The day started with tutorials on Bayesian reasoning and inference by Brewer and Marshall. Brewer started with a very elementary example, which led to lots of productive and valuable discussion, and tons of learning! Marshall followed with an example in a Jupyter notebook, built so that every person's copy of the notebook was solving a slightly different problem!
Baron and I got the full optimization of our galaxy deprojection project working! We can optimize both for the projections (Euler angles and shifts etc) of the galaxies into the images and for the parameters of the mixture of Gaussians that makes up the three-dimensional model of the galaxy. It worked on some toy examples. This is incredibly encouraging, since although our example is a toy, we also haven't tried anything non-trivial for the optimizer. I am very excited; it is time to set the scope of what would be the first paper on this.

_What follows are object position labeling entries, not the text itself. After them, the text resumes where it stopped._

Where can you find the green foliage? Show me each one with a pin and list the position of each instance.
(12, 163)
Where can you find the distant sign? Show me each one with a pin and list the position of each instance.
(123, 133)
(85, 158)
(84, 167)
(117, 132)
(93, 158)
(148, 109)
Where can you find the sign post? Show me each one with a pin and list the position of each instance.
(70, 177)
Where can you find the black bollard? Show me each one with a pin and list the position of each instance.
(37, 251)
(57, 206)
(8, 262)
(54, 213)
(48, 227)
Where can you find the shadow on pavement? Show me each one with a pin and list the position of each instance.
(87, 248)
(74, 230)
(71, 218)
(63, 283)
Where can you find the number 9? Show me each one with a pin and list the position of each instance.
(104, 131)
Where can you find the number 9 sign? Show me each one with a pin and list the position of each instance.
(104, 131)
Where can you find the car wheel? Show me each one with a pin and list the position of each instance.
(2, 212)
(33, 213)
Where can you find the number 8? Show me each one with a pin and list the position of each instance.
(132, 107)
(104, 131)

In the evening, there was a debate about model comparison, with me on one side, and the tag team of Brewer and Marshall on the other. They argued for the evidence integral, and I argued against, in all cases except model mixing. Faithful readers of this blog know my reasons, but they include, first, an appeal to utility (because decisions require utilities) and then, second, a host of practical issues about computing expected utility (and evidence) integrals, that make precise comparisons impossible. And for imprecise comparisons, heuristics work great. Unfortunately it isn't a simple argument; it is detailed engineering argument about real decision-making.